Não dizia palavrões, ( gostava de dizer mataco e aka ) não bebia, não fumava. Apenas cerveja preta. Apenas um cigarro ou outro que não terminava, deitando fora o fumo todo que até parecia um sapo a fumar, coisa própria de quem não quer vício, não gosta de tabaco, não se vai perder de amores nunca por cigarros nem vai manchar os dedos de nicotina.
Era um homem de madrugar e deitar cedo. De muito trabalhar. De poupar. Amigo do seu amigo, amigo de ajudar. Amigo de dar. Um homem generoso.
Gostava de ler o jornal. De fazer piqueniques com a família.
Gostava da Académica de Viseu, de Coimbra e do Belenenses.
Gostava de tiro aos pratos.
Gostava de árvores de frutos e de rosas. Plantou-as no seu quintal.
Mangueiras, romãzeiras, pitangueiras, goiabeiras, árvore de sape-sape e de fruta-pinha. Até ananases e morangos, nos canteiros. E uma figueira da metrópole.
Roseiras. Muitas, Rosas brancas, encarnadas, cor de rosa, cor de chá, amarelas. Cravos e cravinhos, também. Regava-as com um amor profundo e a vontade de ver florir tudo o que plantava.
Ah, e tinha um cágado, enorme. Que se deslocava algumas vezes lentamente e permanecia imóvel outras tantas, que por vezes parecia que morrera.

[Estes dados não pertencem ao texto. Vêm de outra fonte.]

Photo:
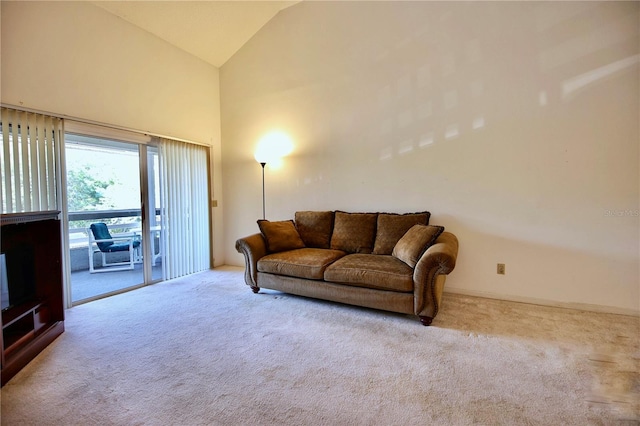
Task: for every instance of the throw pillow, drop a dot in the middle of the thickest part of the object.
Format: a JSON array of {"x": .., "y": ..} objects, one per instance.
[
  {"x": 354, "y": 232},
  {"x": 280, "y": 236},
  {"x": 315, "y": 228},
  {"x": 415, "y": 242},
  {"x": 391, "y": 227}
]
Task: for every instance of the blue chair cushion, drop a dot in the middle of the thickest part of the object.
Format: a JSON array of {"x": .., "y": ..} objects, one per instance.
[
  {"x": 121, "y": 246},
  {"x": 101, "y": 232}
]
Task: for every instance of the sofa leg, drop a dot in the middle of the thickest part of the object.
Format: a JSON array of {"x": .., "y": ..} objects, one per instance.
[{"x": 425, "y": 320}]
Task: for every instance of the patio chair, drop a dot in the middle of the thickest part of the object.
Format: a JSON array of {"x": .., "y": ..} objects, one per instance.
[{"x": 101, "y": 241}]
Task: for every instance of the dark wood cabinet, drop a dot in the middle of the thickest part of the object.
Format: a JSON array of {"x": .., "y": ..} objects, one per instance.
[{"x": 32, "y": 296}]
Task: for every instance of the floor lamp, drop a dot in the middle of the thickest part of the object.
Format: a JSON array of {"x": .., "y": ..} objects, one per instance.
[
  {"x": 271, "y": 148},
  {"x": 263, "y": 211}
]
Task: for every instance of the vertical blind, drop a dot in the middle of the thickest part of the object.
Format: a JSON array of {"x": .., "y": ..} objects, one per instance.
[
  {"x": 28, "y": 161},
  {"x": 185, "y": 197}
]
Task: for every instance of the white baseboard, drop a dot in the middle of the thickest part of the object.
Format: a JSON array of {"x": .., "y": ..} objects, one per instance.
[{"x": 543, "y": 302}]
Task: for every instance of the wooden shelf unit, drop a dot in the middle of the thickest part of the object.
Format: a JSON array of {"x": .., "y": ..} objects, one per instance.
[{"x": 33, "y": 323}]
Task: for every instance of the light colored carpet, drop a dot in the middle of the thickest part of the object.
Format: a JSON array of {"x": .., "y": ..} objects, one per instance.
[{"x": 205, "y": 350}]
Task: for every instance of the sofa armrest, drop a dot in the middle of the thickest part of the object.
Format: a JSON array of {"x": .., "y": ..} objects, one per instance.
[
  {"x": 430, "y": 273},
  {"x": 253, "y": 248}
]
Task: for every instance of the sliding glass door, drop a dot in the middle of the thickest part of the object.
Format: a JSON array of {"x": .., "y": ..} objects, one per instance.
[{"x": 115, "y": 238}]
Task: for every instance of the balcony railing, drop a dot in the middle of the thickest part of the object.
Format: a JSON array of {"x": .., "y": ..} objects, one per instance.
[{"x": 79, "y": 237}]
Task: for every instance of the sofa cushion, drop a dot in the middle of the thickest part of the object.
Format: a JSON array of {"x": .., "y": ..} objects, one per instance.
[
  {"x": 391, "y": 227},
  {"x": 307, "y": 263},
  {"x": 315, "y": 228},
  {"x": 371, "y": 271},
  {"x": 280, "y": 236},
  {"x": 415, "y": 242},
  {"x": 354, "y": 232}
]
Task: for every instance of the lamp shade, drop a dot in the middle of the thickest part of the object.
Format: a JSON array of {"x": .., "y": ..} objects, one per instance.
[{"x": 272, "y": 147}]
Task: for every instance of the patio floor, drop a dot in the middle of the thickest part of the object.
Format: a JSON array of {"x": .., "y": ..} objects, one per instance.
[{"x": 85, "y": 285}]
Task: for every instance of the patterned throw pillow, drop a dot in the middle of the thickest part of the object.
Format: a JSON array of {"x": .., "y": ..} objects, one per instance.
[
  {"x": 315, "y": 228},
  {"x": 391, "y": 227},
  {"x": 280, "y": 236},
  {"x": 354, "y": 232},
  {"x": 415, "y": 242}
]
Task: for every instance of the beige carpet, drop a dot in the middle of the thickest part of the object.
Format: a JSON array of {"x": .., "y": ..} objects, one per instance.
[{"x": 205, "y": 350}]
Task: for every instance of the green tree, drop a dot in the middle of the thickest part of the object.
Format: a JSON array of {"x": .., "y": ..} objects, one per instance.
[{"x": 85, "y": 192}]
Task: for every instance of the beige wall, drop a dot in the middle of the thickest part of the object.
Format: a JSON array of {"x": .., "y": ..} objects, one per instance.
[
  {"x": 76, "y": 59},
  {"x": 515, "y": 124}
]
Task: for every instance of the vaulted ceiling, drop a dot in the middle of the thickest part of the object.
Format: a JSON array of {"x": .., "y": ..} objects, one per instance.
[{"x": 211, "y": 30}]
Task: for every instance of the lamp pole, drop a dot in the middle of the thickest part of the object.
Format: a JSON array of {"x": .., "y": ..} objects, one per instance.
[{"x": 263, "y": 214}]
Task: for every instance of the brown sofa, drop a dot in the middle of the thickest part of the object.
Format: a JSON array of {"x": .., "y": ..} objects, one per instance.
[{"x": 392, "y": 262}]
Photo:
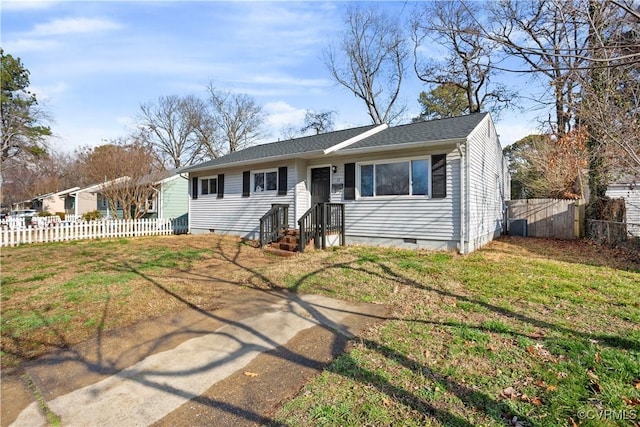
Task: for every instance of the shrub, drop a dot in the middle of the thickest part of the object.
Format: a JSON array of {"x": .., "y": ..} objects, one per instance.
[{"x": 92, "y": 216}]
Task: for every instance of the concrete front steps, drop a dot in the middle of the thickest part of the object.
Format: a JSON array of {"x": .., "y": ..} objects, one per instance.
[{"x": 287, "y": 245}]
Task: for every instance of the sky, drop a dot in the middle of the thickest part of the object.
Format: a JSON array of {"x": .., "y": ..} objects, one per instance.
[{"x": 93, "y": 63}]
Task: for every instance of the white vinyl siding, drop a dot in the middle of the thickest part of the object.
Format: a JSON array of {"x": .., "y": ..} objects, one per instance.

Tinha uma carrinha azul. E levava quem precisasse, quem lhe pedia, quem gostava, a passear. Os sábados eram sagrados. E os domingos também.
Entre visitar a campa da mulher no cemitério de Sant'ana, na estrada de Catete, regar as flores à volta da campa com o regador, ir buscar a correspondência à caixa postal nos correios da baixa, aos passeios à Xicala, às salinas, lá para as bandas da Corimba, o clube dos Caçadores, ao Cazumbi, no Miramar, o fim de semana passava.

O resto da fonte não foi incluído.